Young Hackney writer lights up thriller genre

StreetFeast Dalston Hackney London E8 280913 © david.altheer@gmail.com
While the white folk relax, as here at Street Feast in Dalston, and other hipster venues, wayward youngsters are out in the night, seeking adventure... and danger
Patrice Lawrence (supplied)
Patrice Lawrence: always writing

A YOUNG HACKNEY mother has just had her first novel picked up by a major publisher.

Last Man Standing is to be published by Hodder next year 2016 as part of a two-book deal for the care-charity worker.

Her agent, Caroline Sheldon, said: “Patrice Lawrence, a writer of Caribbean heritage, brilliantly captures the mores of modern-day Hackney as her hero, Marlon, is caught up in a spiralling series of events that catapults him out of his role of well-behaved, conscientious schoolboy.”

Lawrence, who has previously written two children’s stories, Granny Ting Ting and Wild Papa Woods, told Loving Dalston: “I am really interested in what would make someone very moral start behaving in ways that are not moral.

Born in Brighton, she moved in 1997 to Hackney, where she feels “both a tourist and a resident”.

She said: “I really enjoy writing about places that I know well.

“A recent stabbing in Homerton High Street made it to only about page 19 of The Guardian… unless the story involves a girl, or a bystander, it seems that this behaviour can become normalised.

“But what enables one young person to plant a knife in another?
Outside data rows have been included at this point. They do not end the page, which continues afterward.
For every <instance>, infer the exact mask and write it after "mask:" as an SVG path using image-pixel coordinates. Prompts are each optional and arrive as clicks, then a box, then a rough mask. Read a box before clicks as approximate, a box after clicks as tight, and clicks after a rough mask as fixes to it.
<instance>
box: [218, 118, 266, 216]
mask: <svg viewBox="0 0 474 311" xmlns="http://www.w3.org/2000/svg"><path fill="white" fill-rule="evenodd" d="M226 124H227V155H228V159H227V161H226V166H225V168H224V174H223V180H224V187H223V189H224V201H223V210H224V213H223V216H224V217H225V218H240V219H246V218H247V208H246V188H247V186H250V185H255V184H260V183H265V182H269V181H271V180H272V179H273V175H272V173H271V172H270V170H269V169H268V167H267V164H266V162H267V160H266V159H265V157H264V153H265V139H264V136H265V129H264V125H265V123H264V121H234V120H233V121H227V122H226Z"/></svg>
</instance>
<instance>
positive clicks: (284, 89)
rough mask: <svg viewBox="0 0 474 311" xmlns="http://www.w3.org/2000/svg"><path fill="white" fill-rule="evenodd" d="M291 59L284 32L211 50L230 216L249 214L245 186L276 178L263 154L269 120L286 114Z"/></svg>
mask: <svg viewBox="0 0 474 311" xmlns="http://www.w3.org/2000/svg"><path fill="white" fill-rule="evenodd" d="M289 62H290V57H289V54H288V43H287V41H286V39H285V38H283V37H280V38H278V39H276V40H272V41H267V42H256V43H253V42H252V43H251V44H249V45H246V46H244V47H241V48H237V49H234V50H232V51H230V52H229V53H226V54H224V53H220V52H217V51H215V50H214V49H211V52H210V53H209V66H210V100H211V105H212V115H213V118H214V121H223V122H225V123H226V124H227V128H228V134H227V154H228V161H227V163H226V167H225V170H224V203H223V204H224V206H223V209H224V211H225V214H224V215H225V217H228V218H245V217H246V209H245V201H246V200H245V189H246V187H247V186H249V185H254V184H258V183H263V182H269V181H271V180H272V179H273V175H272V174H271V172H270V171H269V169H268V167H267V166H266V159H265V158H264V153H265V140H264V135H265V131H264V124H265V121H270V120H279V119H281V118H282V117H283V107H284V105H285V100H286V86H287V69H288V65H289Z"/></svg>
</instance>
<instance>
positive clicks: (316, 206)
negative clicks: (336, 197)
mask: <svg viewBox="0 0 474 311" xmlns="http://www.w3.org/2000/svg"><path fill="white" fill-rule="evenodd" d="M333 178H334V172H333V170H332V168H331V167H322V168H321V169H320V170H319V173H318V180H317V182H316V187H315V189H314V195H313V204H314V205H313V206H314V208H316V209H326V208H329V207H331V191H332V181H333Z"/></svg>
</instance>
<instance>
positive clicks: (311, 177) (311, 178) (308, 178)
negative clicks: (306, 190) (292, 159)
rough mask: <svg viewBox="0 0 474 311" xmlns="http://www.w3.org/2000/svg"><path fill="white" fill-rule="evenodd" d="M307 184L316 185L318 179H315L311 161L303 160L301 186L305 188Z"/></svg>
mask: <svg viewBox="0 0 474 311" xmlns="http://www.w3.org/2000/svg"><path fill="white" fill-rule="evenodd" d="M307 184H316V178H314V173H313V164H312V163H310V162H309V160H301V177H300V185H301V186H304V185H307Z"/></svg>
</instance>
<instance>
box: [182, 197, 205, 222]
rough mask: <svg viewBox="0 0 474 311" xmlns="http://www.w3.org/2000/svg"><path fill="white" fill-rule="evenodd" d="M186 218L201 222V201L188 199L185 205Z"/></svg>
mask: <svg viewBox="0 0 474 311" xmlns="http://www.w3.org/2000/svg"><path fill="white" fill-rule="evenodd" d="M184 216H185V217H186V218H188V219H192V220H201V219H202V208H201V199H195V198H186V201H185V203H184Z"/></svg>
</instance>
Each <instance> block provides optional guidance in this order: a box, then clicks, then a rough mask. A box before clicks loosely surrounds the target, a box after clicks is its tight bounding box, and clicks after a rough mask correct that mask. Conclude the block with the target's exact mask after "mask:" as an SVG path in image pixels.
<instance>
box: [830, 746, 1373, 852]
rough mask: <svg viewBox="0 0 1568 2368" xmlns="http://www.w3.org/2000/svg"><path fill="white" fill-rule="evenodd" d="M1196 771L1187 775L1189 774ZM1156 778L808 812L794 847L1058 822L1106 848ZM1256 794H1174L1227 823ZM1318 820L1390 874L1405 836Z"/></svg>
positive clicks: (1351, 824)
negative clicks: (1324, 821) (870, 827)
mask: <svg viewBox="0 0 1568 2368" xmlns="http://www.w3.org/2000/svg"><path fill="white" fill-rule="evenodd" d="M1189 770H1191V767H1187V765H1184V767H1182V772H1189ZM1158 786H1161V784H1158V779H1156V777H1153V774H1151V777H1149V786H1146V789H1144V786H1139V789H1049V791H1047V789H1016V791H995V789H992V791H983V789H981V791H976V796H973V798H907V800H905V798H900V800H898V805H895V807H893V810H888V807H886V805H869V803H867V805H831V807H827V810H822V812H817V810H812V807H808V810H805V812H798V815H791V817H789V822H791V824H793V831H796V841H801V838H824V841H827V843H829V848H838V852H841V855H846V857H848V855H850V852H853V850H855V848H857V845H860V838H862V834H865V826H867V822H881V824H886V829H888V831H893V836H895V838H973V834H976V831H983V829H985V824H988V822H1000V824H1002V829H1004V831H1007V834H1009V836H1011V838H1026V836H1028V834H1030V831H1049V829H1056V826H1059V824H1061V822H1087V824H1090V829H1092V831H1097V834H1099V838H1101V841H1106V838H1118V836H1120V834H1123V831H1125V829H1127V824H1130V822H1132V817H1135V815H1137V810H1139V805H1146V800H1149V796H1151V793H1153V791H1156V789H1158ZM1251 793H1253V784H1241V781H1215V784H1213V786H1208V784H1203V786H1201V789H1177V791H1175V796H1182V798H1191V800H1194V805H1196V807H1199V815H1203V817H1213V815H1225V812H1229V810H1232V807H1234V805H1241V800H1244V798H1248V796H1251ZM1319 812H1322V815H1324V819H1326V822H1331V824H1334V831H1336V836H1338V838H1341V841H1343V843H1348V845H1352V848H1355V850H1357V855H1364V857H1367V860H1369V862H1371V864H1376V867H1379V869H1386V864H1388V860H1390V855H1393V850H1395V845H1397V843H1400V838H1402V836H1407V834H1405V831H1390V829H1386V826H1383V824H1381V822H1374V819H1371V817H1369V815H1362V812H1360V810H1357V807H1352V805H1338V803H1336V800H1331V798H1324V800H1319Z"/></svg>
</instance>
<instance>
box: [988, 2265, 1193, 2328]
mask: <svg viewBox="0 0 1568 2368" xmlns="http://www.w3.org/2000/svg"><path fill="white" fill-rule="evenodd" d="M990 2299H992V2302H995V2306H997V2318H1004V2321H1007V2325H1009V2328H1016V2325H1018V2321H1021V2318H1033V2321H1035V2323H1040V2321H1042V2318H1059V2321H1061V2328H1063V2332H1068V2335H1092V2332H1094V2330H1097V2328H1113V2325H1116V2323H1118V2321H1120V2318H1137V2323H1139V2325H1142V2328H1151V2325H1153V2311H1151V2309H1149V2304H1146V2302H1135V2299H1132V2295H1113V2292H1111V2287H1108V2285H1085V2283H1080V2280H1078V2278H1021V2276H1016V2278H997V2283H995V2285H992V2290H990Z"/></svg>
I know many parents, of all ethnicities, who worry that in spite of everything they do, their sons will get sucked into a harmful lifestyle.

“I also know young men who have.”

Lawrence, who is married and has a teenage daughter, writes whenever she can… on a laptop in a spare room, in a notebook on the bus or even “on the back of conference papers if a speaker’s going on a bit”.

When she wants to escape her urban environment, she pops along to her gardening allotment by the River Lea. “I go there not to think,” she said.

She started writing her novel four years ago, making five or six drafts before she showed the agent the 90,000 or so words she eventually felt happy with.

The agent did more editing and then it was ready to be offered to publishers, among them Hodder Children’s Books.

Emma Goldhawk, of Hodder, said: “I knew I wanted to acquire Last Man Standing before I’d finished the first chapter.”

Lawrence has always loved English and had great encouragement from secondary-school teachers “Mr Gallichan and Mr Travett”.

What would she say to writers seeking publication?

“Read, read, read, and just write because you love it.

“If you want to be published traditionally, enter competitions and attend events where you can meet agents and get feedback.”